Wie sich herausstellte, hieß Miss Smith Poppy. Sie schien Jasper nett zu finden und drückte Noel, den sie wahrscheinlich wenig attraktiv fand, ihr Mitempfinden aus. Miss Jones verriet nicht, wie sie mit Vornamen hieß, und beteiligte sich auch nicht an der folgenden Unterhaltung, sondern stand nur da und trommelte mit langen weißen Fingern auf ihre Handtasche, als wollte sie unbedingt weg.
Miss Smith fragte, wie lange Jasper im Jolly Roger bleiben werde.
»Vermutlich ein paar Wochen. Ich habe hier in der Nähe zu tun, ein delikates und interessantes Forschungsprojekt, und Noel muss sich erholen. Die letzte Zeit war sehr betrüblich für ihn – die Tante, bei der er gewohnt hat, starb ganz unerwartet.«
Miss Smith drückte ihr Beileid aus. Noel kochte innerlich. Von nun an war er als zarter junger Mann abgestempelt, der stets bei seiner Tante gelebt hatte, einer Frau, die er vielleicht vier Mal in seinem Leben gesehen hatte.

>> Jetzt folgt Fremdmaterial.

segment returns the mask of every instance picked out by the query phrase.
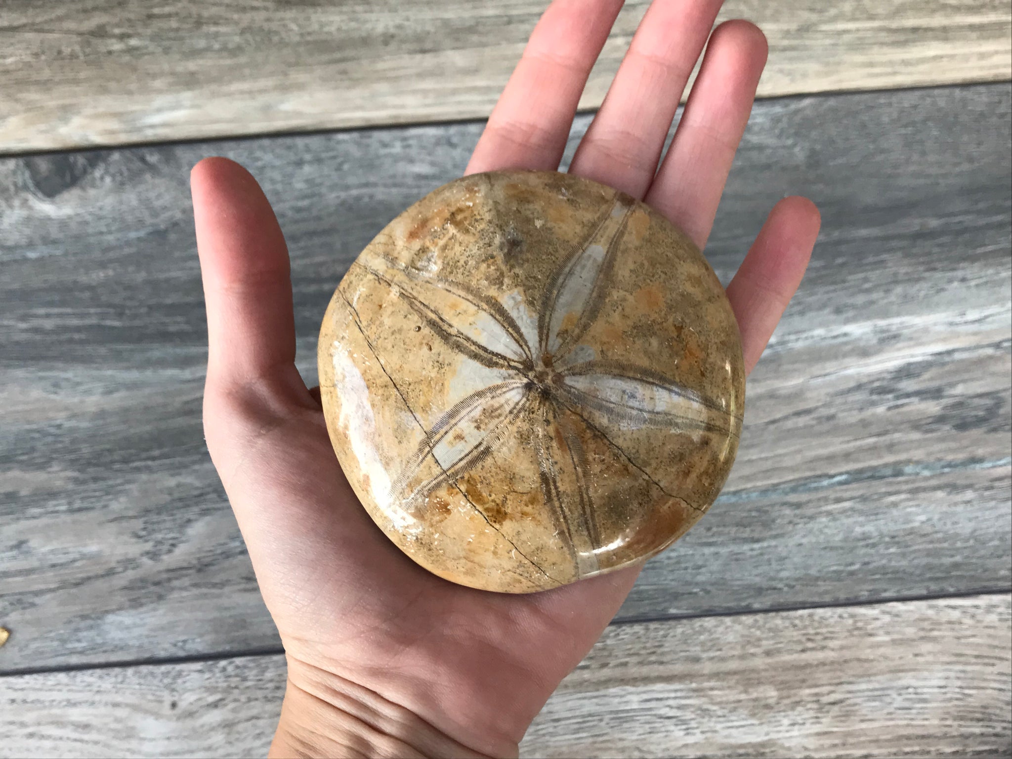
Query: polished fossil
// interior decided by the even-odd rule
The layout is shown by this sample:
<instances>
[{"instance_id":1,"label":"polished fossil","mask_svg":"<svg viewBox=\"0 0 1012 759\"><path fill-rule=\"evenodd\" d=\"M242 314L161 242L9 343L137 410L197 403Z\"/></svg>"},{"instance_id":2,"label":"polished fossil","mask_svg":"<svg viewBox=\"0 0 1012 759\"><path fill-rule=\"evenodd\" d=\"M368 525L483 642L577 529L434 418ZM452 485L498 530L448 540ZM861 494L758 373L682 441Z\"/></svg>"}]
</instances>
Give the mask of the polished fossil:
<instances>
[{"instance_id":1,"label":"polished fossil","mask_svg":"<svg viewBox=\"0 0 1012 759\"><path fill-rule=\"evenodd\" d=\"M487 590L662 551L716 497L742 423L738 328L699 251L557 172L456 179L395 219L334 293L319 368L372 519Z\"/></svg>"}]
</instances>

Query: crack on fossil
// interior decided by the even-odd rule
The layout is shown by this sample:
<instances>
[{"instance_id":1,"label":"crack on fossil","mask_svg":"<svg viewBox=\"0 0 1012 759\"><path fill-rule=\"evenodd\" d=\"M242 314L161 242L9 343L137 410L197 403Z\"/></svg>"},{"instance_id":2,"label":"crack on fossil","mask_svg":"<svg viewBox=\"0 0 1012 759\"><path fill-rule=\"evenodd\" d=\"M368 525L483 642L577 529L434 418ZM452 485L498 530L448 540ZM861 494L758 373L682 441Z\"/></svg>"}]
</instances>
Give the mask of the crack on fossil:
<instances>
[{"instance_id":1,"label":"crack on fossil","mask_svg":"<svg viewBox=\"0 0 1012 759\"><path fill-rule=\"evenodd\" d=\"M394 478L390 496L407 504L440 487L455 488L489 526L553 582L559 581L521 552L458 482L465 473L493 455L508 434L514 433L518 419L529 414L529 439L520 442L533 449L538 486L528 493L540 490L556 534L581 577L598 571L596 552L601 549L602 536L594 512L594 471L584 449L577 419L590 434L598 435L620 456L615 460L626 461L669 498L700 513L705 512L669 492L584 411L601 414L599 421L605 426L632 422L638 425L637 429L648 426L703 429L735 438L739 434L736 428L742 421L741 416L729 413L713 401L646 366L601 359L569 362L575 359L575 346L600 316L617 251L636 203L630 196L616 191L607 207L549 277L536 317L536 349L531 347L517 320L502 303L470 284L450 282L434 273L406 268L380 253L375 264L378 268L358 261L353 264L401 298L450 350L488 368L514 374L514 378L495 382L467 394L444 412L431 429L425 428L408 404L365 335L357 311L341 293L381 368L424 435ZM459 300L454 302L448 298ZM441 313L440 308L445 313ZM456 324L454 316L460 320ZM519 398L515 402L507 400L509 394L517 391ZM568 413L575 418L566 416ZM555 435L550 431L553 428ZM405 493L430 456L439 474ZM496 466L503 465L497 462Z\"/></svg>"},{"instance_id":2,"label":"crack on fossil","mask_svg":"<svg viewBox=\"0 0 1012 759\"><path fill-rule=\"evenodd\" d=\"M338 288L337 291L340 293L341 300L344 301L345 305L348 307L348 311L351 314L351 320L352 320L352 322L354 322L355 327L358 329L358 332L361 334L362 339L365 341L365 344L368 346L369 351L372 353L373 356L375 356L376 363L380 364L380 368L383 370L383 373L387 375L388 380L390 380L391 386L393 386L394 390L397 392L397 395L401 397L401 401L404 403L405 408L408 409L408 413L411 414L411 416L414 418L415 422L418 424L419 429L421 429L422 432L424 433L425 432L425 425L422 424L421 420L418 418L418 415L415 413L415 410L411 408L411 404L408 403L408 399L404 397L404 393L401 392L401 389L398 387L397 383L394 382L394 377L391 376L390 372L387 370L387 367L383 365L383 359L380 358L380 354L376 352L375 347L372 345L372 341L369 340L368 335L365 334L365 329L362 327L361 317L359 316L358 311L355 309L354 306L351 305L351 302L345 297L344 292L341 292L340 288ZM510 545L512 545L513 550L517 554L519 554L521 557L523 557L524 560L526 560L526 562L528 564L530 564L531 567L533 567L534 569L536 569L538 572L540 572L542 575L544 575L546 578L549 578L552 582L560 584L560 585L563 584L561 581L557 580L552 575L550 575L547 572L545 572L545 570L540 565L538 565L536 562L534 562L532 559L530 559L526 554L524 554L522 551L520 551L520 549L517 546L517 544L515 542L513 542L501 529L499 529L499 527L497 527L496 525L494 525L489 520L489 517L486 515L486 513L484 511L482 511L478 507L478 504L476 504L474 501L471 500L471 498L468 496L468 494L463 492L463 489L460 488L459 484L456 482L456 479L455 478L450 479L449 473L447 473L446 470L443 469L443 466L439 462L439 460L436 459L435 456L433 456L433 459L435 459L436 466L439 467L439 469L442 470L443 476L447 479L447 481L452 482L453 487L456 488L457 491L459 491L460 495L463 496L463 499L469 504L471 504L471 507L475 511L478 512L479 516L481 516L482 519L484 519L486 521L486 523L488 523L488 525L490 527L492 527L492 529L494 529L496 532L498 532L506 542L508 542Z\"/></svg>"},{"instance_id":3,"label":"crack on fossil","mask_svg":"<svg viewBox=\"0 0 1012 759\"><path fill-rule=\"evenodd\" d=\"M676 496L674 493L668 492L668 489L665 488L663 485L661 485L659 482L657 482L657 480L655 480L654 477L649 472L647 472L647 470L645 470L639 463L637 463L636 461L634 461L632 458L629 456L629 454L626 453L624 450L622 450L621 446L618 445L618 443L616 443L614 440L612 440L610 437L608 437L605 434L604 430L602 430L600 427L598 427L596 424L594 424L592 421L590 421L587 417L585 417L583 414L581 414L578 409L574 409L569 404L566 404L566 408L569 409L570 411L572 411L578 417L580 417L583 420L583 423L587 425L587 427L589 427L591 430L593 430L598 435L600 435L604 439L604 441L606 443L608 443L608 445L610 445L612 448L614 448L615 450L618 451L618 453L622 456L622 458L624 458L626 461L629 462L630 466L635 467L637 470L639 470L641 473L643 473L643 476L646 477L648 480L650 480L666 496L668 496L669 498L674 498L677 501L681 501L686 506L688 506L690 509L694 509L694 510L698 511L701 514L704 514L706 512L706 509L700 508L699 506L696 506L693 503L689 503L688 501L686 501L681 496Z\"/></svg>"}]
</instances>

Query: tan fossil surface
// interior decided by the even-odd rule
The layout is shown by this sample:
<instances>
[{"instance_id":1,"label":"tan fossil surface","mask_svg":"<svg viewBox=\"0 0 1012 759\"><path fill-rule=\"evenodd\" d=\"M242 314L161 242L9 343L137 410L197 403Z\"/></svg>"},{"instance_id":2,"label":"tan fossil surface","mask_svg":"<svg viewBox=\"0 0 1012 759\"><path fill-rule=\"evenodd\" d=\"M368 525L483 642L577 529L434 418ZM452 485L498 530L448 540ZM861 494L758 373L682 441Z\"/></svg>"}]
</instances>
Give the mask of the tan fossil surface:
<instances>
[{"instance_id":1,"label":"tan fossil surface","mask_svg":"<svg viewBox=\"0 0 1012 759\"><path fill-rule=\"evenodd\" d=\"M640 562L734 461L745 372L716 276L644 203L557 172L476 174L369 243L319 369L372 519L452 582L530 592Z\"/></svg>"}]
</instances>

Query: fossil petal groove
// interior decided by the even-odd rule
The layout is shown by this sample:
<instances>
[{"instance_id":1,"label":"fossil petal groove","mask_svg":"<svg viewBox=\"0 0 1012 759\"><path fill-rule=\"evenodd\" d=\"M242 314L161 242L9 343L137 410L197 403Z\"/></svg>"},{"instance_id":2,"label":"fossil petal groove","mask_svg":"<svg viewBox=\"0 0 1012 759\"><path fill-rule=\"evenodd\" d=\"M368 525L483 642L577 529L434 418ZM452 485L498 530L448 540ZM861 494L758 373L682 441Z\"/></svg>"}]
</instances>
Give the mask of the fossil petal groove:
<instances>
[{"instance_id":1,"label":"fossil petal groove","mask_svg":"<svg viewBox=\"0 0 1012 759\"><path fill-rule=\"evenodd\" d=\"M695 246L556 172L456 179L395 219L320 332L334 449L431 572L530 592L664 550L738 448L742 351Z\"/></svg>"}]
</instances>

»Und Sie«, fuhr Jasper fort, »wie lange wollen Sie bleiben?«
Im Gegensatz zu Miss Jones schien es Miss Smith in Chalford zu gefallen. »Meine Freundin«, sagte Miss Smith ein wenig nervös, »ähm … Miss Jones findet den Jolly Roger reichlich unkomfortabel. Kein Bad im Zimmer, wie Sie ja bemerkt haben, und sie ist es nicht gewohnt, das Bad mit anderen zu teilen. Und die Betten sind ziemlich hart.«
»Ich wusste gar nicht, dass Rickmansworth für seine Luxusgeschöpfe bekannt ist«, sagte Jasper.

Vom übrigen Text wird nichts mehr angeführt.